For internal Users the cost is the time exhausted by the developer or modifier of the means to answer the questions of his/her fellow employee. This is an expensive abstract activity cost…these people are unremarkably paid more than your abstract activity body. Thusly this first cost is even greater for poor in-house documentation than for tawdry documentation released to the public.

THE 2nd COST: USERS’ TIME AND RESOURCES

For Users outside your company, the 2nd cost is assumed by the Users themselves or their employers. These confused Users are expending their company’s time: the time lost trying to get the product to activity, and the time exhausted dealing with your abstract activity.

For your in-house Users, this cost is borne by your company.

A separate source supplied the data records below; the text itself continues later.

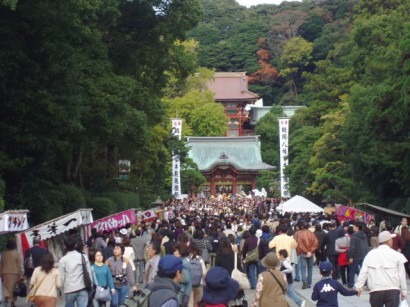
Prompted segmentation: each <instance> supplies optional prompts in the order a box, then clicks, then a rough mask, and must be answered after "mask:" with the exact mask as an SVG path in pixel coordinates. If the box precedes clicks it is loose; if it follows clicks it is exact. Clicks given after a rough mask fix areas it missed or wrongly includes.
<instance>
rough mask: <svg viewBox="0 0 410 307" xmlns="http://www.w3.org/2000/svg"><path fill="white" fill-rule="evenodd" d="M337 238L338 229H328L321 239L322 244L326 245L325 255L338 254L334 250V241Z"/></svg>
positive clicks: (329, 255)
mask: <svg viewBox="0 0 410 307" xmlns="http://www.w3.org/2000/svg"><path fill="white" fill-rule="evenodd" d="M338 238H339V231H338V230H337V229H332V230H330V231H329V232H328V233H327V234H326V236H325V238H324V239H323V244H325V245H326V256H336V255H339V253H338V252H336V245H335V242H336V240H337V239H338Z"/></svg>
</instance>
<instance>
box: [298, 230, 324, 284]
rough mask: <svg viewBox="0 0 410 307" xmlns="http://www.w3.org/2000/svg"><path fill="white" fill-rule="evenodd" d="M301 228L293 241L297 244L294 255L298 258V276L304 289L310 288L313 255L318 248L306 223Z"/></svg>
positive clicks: (311, 282) (315, 239) (312, 275)
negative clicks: (298, 267) (306, 271)
mask: <svg viewBox="0 0 410 307" xmlns="http://www.w3.org/2000/svg"><path fill="white" fill-rule="evenodd" d="M302 228H303V229H302V230H300V231H298V232H297V233H296V234H295V240H296V242H297V244H298V246H297V248H296V253H297V255H298V256H300V257H299V259H300V274H301V278H302V282H303V285H302V289H306V288H311V287H312V276H313V255H314V254H315V251H316V249H317V248H318V247H319V241H318V239H317V238H316V236H315V235H314V234H313V232H311V231H310V230H309V224H308V223H306V222H303V223H302ZM306 269H307V273H306Z"/></svg>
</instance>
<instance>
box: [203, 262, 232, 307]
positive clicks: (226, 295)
mask: <svg viewBox="0 0 410 307" xmlns="http://www.w3.org/2000/svg"><path fill="white" fill-rule="evenodd" d="M238 292H239V283H238V282H237V281H236V280H234V279H232V278H231V276H229V273H228V271H227V270H225V269H224V268H222V267H219V266H216V267H213V268H212V269H210V270H209V271H208V273H206V276H205V286H204V294H203V295H202V299H201V300H200V301H199V302H198V305H197V306H198V307H211V306H227V305H228V303H229V301H231V300H233V299H234V298H235V297H236V295H237V294H238Z"/></svg>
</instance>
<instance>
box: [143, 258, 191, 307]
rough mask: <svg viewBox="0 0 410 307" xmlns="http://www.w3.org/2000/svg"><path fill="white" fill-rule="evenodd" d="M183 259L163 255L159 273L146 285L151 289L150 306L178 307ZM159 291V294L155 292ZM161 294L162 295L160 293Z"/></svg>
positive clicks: (178, 305)
mask: <svg viewBox="0 0 410 307" xmlns="http://www.w3.org/2000/svg"><path fill="white" fill-rule="evenodd" d="M184 268H185V267H184V265H183V263H182V260H181V259H180V258H178V257H176V256H174V255H165V256H162V257H161V259H160V260H159V262H158V271H157V275H156V276H155V277H154V281H153V282H151V283H149V284H148V285H147V286H146V287H147V288H148V289H151V295H150V296H149V306H158V307H162V306H167V307H178V306H179V304H178V292H179V283H180V282H181V279H182V269H184ZM156 291H158V295H155V292H156ZM159 294H160V295H159Z"/></svg>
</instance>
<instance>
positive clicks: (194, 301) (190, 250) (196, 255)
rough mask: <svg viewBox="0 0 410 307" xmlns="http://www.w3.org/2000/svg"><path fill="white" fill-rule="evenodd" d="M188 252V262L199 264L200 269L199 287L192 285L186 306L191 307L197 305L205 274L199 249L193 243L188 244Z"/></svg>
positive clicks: (202, 284)
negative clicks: (189, 294)
mask: <svg viewBox="0 0 410 307" xmlns="http://www.w3.org/2000/svg"><path fill="white" fill-rule="evenodd" d="M189 252H190V254H189V258H190V262H191V261H194V262H196V263H199V264H200V266H201V269H202V278H201V281H200V283H199V285H194V284H193V285H192V293H191V297H190V299H189V304H188V306H189V307H193V306H196V305H197V304H198V302H199V301H200V300H201V297H202V294H203V286H204V282H203V280H204V278H205V274H206V266H205V262H204V260H203V259H202V257H201V256H199V249H198V246H197V245H196V244H195V243H191V244H189ZM191 277H192V270H191Z"/></svg>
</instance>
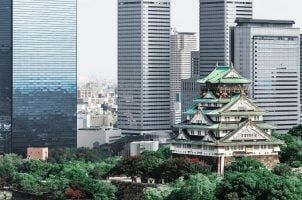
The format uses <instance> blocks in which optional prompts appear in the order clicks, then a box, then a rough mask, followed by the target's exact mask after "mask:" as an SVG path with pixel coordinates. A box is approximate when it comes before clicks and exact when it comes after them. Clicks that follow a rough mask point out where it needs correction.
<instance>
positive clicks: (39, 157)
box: [27, 147, 48, 160]
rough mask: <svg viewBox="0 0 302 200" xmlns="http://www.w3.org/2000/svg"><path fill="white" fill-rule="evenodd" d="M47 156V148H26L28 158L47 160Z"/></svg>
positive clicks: (45, 147) (29, 159)
mask: <svg viewBox="0 0 302 200" xmlns="http://www.w3.org/2000/svg"><path fill="white" fill-rule="evenodd" d="M47 158H48V148H47V147H44V148H35V147H28V148H27V159H29V160H47Z"/></svg>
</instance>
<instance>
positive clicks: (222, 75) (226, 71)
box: [197, 66, 251, 84]
mask: <svg viewBox="0 0 302 200" xmlns="http://www.w3.org/2000/svg"><path fill="white" fill-rule="evenodd" d="M230 72H234V73H235V74H236V75H237V76H238V77H236V78H226V76H227V75H228V74H229V73H230ZM197 82H198V83H212V84H217V83H226V84H250V83H251V81H249V80H248V79H246V78H244V77H242V76H241V75H240V74H239V73H238V72H237V71H236V70H235V69H234V68H233V67H230V66H217V67H216V68H215V70H214V71H212V72H211V73H210V74H209V75H208V76H207V77H205V78H203V79H200V80H198V81H197Z"/></svg>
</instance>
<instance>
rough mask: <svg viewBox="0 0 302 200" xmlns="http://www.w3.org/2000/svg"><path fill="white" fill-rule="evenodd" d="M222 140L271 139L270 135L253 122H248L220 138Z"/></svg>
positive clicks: (253, 140)
mask: <svg viewBox="0 0 302 200" xmlns="http://www.w3.org/2000/svg"><path fill="white" fill-rule="evenodd" d="M222 140H223V141H224V142H232V141H255V140H256V141H257V140H261V141H263V140H265V141H271V138H270V136H269V135H268V134H267V133H265V132H264V131H263V130H261V129H260V128H258V127H257V126H256V125H255V124H254V123H251V122H248V123H246V124H245V125H244V126H242V127H241V128H239V129H238V130H237V131H235V132H233V133H231V134H230V135H227V136H226V137H225V138H223V139H222Z"/></svg>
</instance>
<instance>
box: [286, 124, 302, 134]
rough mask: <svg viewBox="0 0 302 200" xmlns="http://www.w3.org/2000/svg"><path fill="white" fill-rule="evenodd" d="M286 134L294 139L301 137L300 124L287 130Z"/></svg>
mask: <svg viewBox="0 0 302 200" xmlns="http://www.w3.org/2000/svg"><path fill="white" fill-rule="evenodd" d="M288 134H290V135H292V136H296V137H302V124H299V125H298V126H294V127H293V128H291V129H289V131H288Z"/></svg>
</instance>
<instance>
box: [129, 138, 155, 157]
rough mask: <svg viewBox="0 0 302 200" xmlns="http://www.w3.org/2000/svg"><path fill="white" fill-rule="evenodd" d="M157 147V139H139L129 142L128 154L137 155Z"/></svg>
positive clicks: (149, 150)
mask: <svg viewBox="0 0 302 200" xmlns="http://www.w3.org/2000/svg"><path fill="white" fill-rule="evenodd" d="M158 149H159V142H158V141H139V142H131V143H130V156H137V155H140V154H141V153H143V152H144V151H146V150H148V151H157V150H158Z"/></svg>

It is your employee–on your time– that is symptom your company resources trying to consume an arcane product or document. Here is where your deficient in-house documentation costs you double.

PSYCHOLOGICAL COSTS AFFECT ALL READERS

In addition to these time and monetary costs, thither are the psychological costs wreaked by poor Person Documentation.

For frustrated Users outside your company, your poor documentation results in a negative perception of your company and its products. This may result in loss of business.

For users inside your company, the psychological cost is decreased employee morale, as evidenced from these possible statements:

* Our company produced this junk?

* These people are not a acute as I cerebration they were.

* If other employees can produce this confusing block, so I can activity at that same level.

Thusly the ill will outside your company can cost you future sales; the ill will inside your company can cost in decreased employee morale.

SOLUTION: INFORMAL REVIEWS

Once individual writes a Person Document for an in-house means, that document should be informally reviewed.

SELF-REVIEW

The author can perform the first review on his/her own.

Consume your morpheme processor’s spell-checker to correct common errors. You can consume the morpheme processor’s grammar checker, however most of these are inaccurate.

Before doing this review, let the document guard for a day or cardinal. This will help you forget what you meant in your bewildering writing. When you do the review and you find yourself asking “what did I mean here?” you will have found a place in the document that needs revision.

When doing the review, imagine you are person of the means and reader of the document. Imagine the tasks that the means person wants to do. Does the document enable the Reader to find what he/she needs? Is the writing accurate (correctly describes the means), clear, and complete? Make the changes that would improve the document.

EXTERNAL REVIEW

So, if possible, consume an external reviewer (inside your company). To do this, the writer should:

1. Find a potential Person of the means. This should be individual who is not already familiar with the means, and as similar to the aim audience of the means as reasonable.

2. Have that reviewer consume the document to guide him/her in consume of the means. Accost comments on the document. Note the advisable changes, additions, deletions, clarifications requested by the reviewer. Any questions to ask might include:

* Does the document tell you what you need to know?

* Is it easy to find what you need in the document?

* Does the document answer your questions? If not, what questions are unreciprocated?

* Is the document easy to follow? If not, where are the problem areas?

3. The writer should make changes as necessary.

If you cannot perform this “formal” review, so get anyone other than yourself to simply read the document, and make suggestions for improvement.

CAUTION

Make careful that the review process does not become an inhibition to those writing Person Documentation for in-house Users. Accent a cooperative — not adversarial — mechanism whose result is quality activity. Do not attempt to create the perfect Person Document.